Review Summary: Minus the Bear, minus the electronics.
Acoustics II is the follow up to Minus the Bear’s 2008 EP Acoustics. This release features acoustic renditions of eight songs from the band’s back catalogue as well as two new songs.
The older tunes on Acoustics II hold up quite a bit better than their newer counterparts. I suspect there are a few reasons for this, and not just the old “this bands earlier stuff rulez and the new stuff suckz omg.” Speaking as a whole, the post-Planet of Ice Minus the Bear sound features less guitar layering, slower tempos, more prominent synthesizers, and more reliance on production. When these aspects are translated to an acoustic record, it loses a lot of the original charm and any sort of visceral quality in the music. Take the two tracks from Omni for example. In “Summer Angel” the songs introduction falls flat with the chosen instrumentation. The bridge section of “Dayglow Vista Road” is another offender. In the original electric version, this section is a laid back groove reminiscent of “This Ain’t a Surfin Movie.” On Acoustics II, this section is rushed through and loses the interesting rhythmic clash of the original.
The cuts from Infinity Overhead actually work better to a degree. Guitarist Dave Knudson creates a great tapestry of guitar overdubs on “Diamond Lightning.” Being a ballad, the song makes a natural transition to the acoustic setting. This albums take on “Empty Party Rooms” is effective, albeit safe, as it is essentially the same as the original.
The older cuts enjoy a bit more experimentation in arrangement, especially “When We Escape” and “Hooray.” The former features an amazing stripped down introduction, being just singer Jake Snider’s voice and a lone acoustic guitar. “Hooray” eschews the original versions driving, quarter note heavy forward motion for a falsetto-laden half time groove. Fan favorite “Absinthe Party at the Fly Honey Warehouse” features Dave admirably replicating the original finger-tapped guitar line and a great, mellow vibe. The break beats and electronic sounds of Menos El Oso’s “The Game Needed Me” are missed, but the acoustic version has a charm of its own, with handclaps and heavy octaves from keyboard player Alex Rose.
The band also recorded two new songs specifically for this release, and they are quite different from one another. Album opener “Riddles” has a bluesy intro, which comes off as a bit cheesy and a solo section that really doesn’t add anything to the song. The other new track, “The Storm,” has a Planet of Ice vibe, with a dynamic song structure and interesting harmony- a great addition to the band’s catalogue.

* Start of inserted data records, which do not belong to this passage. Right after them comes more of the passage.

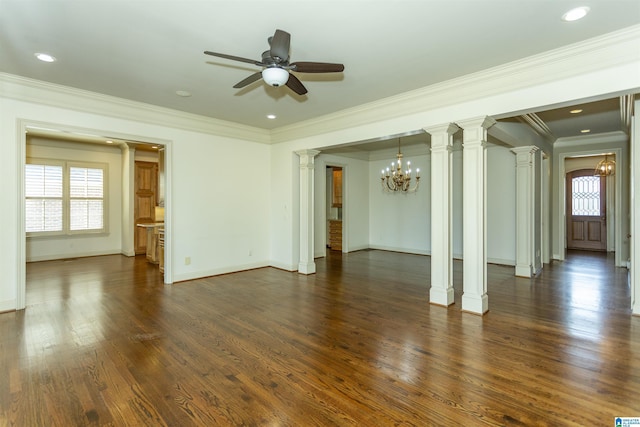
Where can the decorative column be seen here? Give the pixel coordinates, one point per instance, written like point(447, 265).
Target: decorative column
point(474, 217)
point(528, 245)
point(441, 292)
point(306, 264)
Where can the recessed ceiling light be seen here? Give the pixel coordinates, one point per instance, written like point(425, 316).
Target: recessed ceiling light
point(575, 14)
point(45, 57)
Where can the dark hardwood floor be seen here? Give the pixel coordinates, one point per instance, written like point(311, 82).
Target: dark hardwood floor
point(103, 342)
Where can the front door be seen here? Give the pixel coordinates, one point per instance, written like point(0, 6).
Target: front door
point(146, 187)
point(586, 211)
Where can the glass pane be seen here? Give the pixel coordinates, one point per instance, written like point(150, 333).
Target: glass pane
point(585, 196)
point(85, 215)
point(43, 215)
point(85, 182)
point(43, 181)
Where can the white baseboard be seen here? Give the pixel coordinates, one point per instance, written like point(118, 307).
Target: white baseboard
point(8, 305)
point(54, 257)
point(396, 249)
point(283, 266)
point(500, 261)
point(181, 277)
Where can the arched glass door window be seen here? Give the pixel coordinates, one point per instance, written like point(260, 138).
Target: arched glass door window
point(585, 200)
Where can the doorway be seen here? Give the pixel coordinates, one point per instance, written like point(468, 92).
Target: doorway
point(586, 211)
point(334, 207)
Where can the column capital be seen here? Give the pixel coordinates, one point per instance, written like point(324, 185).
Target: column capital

All in all, Acoustics II is a solid release. The song selection is a great representation of Minus the Bear’s output, and the two new songs will help tide over fans looking for new material. The production is on point, with the highlights being mellow keyboard sounds and falsetto vocal harmonies. This is an album longtime fans can sing along to, and newcomers can play to chill out on a crisp autumn evening.